As part a general industry move toward maximizing catch usage in response to regulations encouraging higher fish retention on vessels, Seattle-based United States Seafoods recently christened its newest vessel which will replace two smaller ships.
The company began working on a refit for the 233-foot catcher-processor Seafreeze America in March 2015 with the goal of replacing two of its smaller, 100-foot vessels.
The vessel, which will catch and process groundfish, will head north to Alaska later in the month to fish in the Bering Sea.
The vessel is a refitted former Navy oceanographic research vessel and cost over $30 million to build. According to Matthew Doherty, the company’s CEO and president, building a new catcher-processor of that size would have cost between $65m-$85m.
“We’d been planning on doing it for quite some time,” Doherty told Undercurrent News. “It’s larger so it’s safer, it’s more comfortable and we can use more of the catch that have been able to in the past.”
Doherty said the company was able to save about $5m on the project because of its recent move to a new facility where it is now able to house all its vessels and its offices.
About three years ago the company purchased a National Oceanic and Atmospheric Administration facility in Seattle.
“I think this property has helped us save [that much] just because our offices and boats are right next to each other,” he said. “We vertically integrated our operations quite substantially.”
Growing need to maximize catch
Among other upgrades the vessel has a new factory which will allow the company to use more of the fish it catches.
According to Doherty, this is a growing trend in the Amendment 80 sector — vessels that catch multiple species — which is facing more pressure to maximize quota.
“The sector we are in, the A80 sector…we’re all looking at gradually retooling our vessels because [our] small vessels can’t really meet the demands of higher [fish] retention,” he said, adding that the age of the vessels is also pushing many companies to invest in refits or new vessels.
Doherty attributed this shift mostly to new regulations that have gradually come into effect.
“Originally, the sector would have much higher discards so we’d catch a certain amount of fish and…smaller vessels would take the most premium fish and put that on the market,” he told Undercurrent.
However over time regulation became stricter and vessels were required to keep more fish onboard.

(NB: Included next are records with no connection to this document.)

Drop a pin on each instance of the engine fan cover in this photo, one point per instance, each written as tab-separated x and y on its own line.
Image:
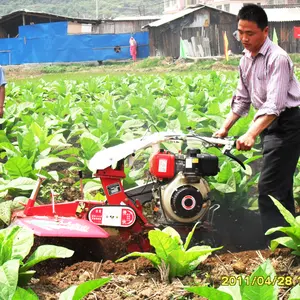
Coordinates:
186	202
183	201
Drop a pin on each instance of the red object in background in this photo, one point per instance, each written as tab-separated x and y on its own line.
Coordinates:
297	32
133	48
162	165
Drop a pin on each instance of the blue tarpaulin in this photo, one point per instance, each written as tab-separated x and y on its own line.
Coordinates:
50	42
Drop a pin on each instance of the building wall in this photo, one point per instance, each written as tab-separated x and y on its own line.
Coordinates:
201	33
59	42
120	26
233	6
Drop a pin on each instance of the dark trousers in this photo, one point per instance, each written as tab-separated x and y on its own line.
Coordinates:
281	150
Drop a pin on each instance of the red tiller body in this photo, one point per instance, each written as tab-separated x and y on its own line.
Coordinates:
162	165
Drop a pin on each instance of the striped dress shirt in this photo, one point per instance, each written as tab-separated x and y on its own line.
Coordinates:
267	81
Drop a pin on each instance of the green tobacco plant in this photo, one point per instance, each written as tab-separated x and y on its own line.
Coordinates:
260	285
292	240
15	245
173	258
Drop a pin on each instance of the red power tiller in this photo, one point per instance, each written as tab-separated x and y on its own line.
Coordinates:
178	194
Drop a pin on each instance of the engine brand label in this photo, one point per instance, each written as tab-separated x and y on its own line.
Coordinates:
189	163
162	165
113	189
119	216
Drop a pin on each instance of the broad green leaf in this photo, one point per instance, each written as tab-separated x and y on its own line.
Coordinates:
255	290
9	279
286	214
89	147
151	256
209	293
190	236
295	293
183	262
21	183
6	246
162	243
45	162
28	145
45	252
234	291
83	289
132	124
18	167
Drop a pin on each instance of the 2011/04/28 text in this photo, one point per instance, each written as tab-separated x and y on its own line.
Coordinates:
260	280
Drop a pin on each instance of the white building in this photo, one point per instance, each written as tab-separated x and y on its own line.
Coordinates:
232	6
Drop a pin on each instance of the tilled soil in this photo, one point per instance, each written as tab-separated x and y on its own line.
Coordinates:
137	279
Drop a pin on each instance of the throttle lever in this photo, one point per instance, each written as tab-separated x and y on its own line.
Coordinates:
229	154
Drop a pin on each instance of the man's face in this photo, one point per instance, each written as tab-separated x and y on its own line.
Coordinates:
251	36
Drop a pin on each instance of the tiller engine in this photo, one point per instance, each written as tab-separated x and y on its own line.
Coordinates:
177	196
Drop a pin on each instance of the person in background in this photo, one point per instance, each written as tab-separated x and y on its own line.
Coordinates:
267	81
133	48
2	93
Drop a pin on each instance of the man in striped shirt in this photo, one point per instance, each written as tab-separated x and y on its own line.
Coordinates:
267	81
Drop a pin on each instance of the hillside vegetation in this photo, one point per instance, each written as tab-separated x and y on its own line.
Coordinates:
86	8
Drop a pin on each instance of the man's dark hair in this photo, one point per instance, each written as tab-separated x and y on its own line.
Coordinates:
254	13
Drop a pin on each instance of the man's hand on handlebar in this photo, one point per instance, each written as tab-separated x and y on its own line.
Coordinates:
245	142
221	133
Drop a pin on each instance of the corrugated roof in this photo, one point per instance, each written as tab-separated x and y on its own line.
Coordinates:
283	14
182	13
137	18
21	12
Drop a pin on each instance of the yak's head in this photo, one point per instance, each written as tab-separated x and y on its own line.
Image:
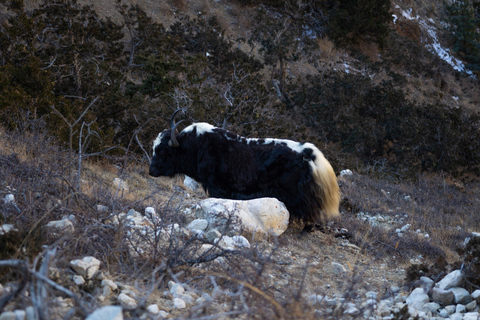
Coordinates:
165	148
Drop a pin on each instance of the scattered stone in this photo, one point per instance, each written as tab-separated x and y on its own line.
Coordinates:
384	308
60	226
460	308
351	309
471	305
453	279
476	295
431	307
198	224
450	309
417	298
120	185
106	291
471	316
190	183
110	284
426	283
176	288
338	268
443	313
456	316
150	212
444	297
9	198
20	314
259	217
102	208
8	315
163	314
107	313
153	309
78	280
212	235
346	172
179	303
126	300
233	242
6	228
461	295
86	267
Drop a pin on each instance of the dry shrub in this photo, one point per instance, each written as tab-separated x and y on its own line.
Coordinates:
430	204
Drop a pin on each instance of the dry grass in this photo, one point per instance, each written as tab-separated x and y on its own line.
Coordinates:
278	274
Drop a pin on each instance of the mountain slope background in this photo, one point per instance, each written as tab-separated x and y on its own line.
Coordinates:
382	88
369	82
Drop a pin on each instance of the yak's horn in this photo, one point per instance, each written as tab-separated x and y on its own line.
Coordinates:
173	139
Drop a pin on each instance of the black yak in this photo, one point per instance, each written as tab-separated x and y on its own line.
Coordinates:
234	167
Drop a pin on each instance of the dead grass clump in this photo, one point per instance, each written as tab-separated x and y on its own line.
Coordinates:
439	216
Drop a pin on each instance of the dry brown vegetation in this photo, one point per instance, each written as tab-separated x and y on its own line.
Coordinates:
273	279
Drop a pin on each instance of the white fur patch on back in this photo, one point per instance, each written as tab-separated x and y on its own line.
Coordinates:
202	127
157	141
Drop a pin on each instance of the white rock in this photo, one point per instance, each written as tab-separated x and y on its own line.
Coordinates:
443	313
452	280
78	280
106	291
456	316
471	316
8	315
338	268
264	216
6	228
352	309
153	309
211	235
109	283
9	198
102	208
460	308
444	297
179	303
20	314
476	295
461	295
426	283
384	308
450	309
107	313
62	226
190	183
471	305
86	267
126	300
120	185
431	307
198	224
233	242
417	298
150	212
177	288
315	298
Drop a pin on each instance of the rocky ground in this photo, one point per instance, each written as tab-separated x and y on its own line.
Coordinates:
234	274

“Because of those new retention standards we had to figure out what to do and how to process the other remaining cuts that we didn’t have to deal with before,” he said.
This has “pushed us to figure out how to use everything we take out of the water,” he added.
The move has also been prompted by an increasingly environmentally-conscious industry, he said.
Changes in retention standards were followed by changes in the quota system to prevent fishermen “racing for the fish”. In order to do this, each company was given its own quota.
Eventually, under this system — in which companies were given individual quotas — companies were allowed to replace smaller vessels with larger ones.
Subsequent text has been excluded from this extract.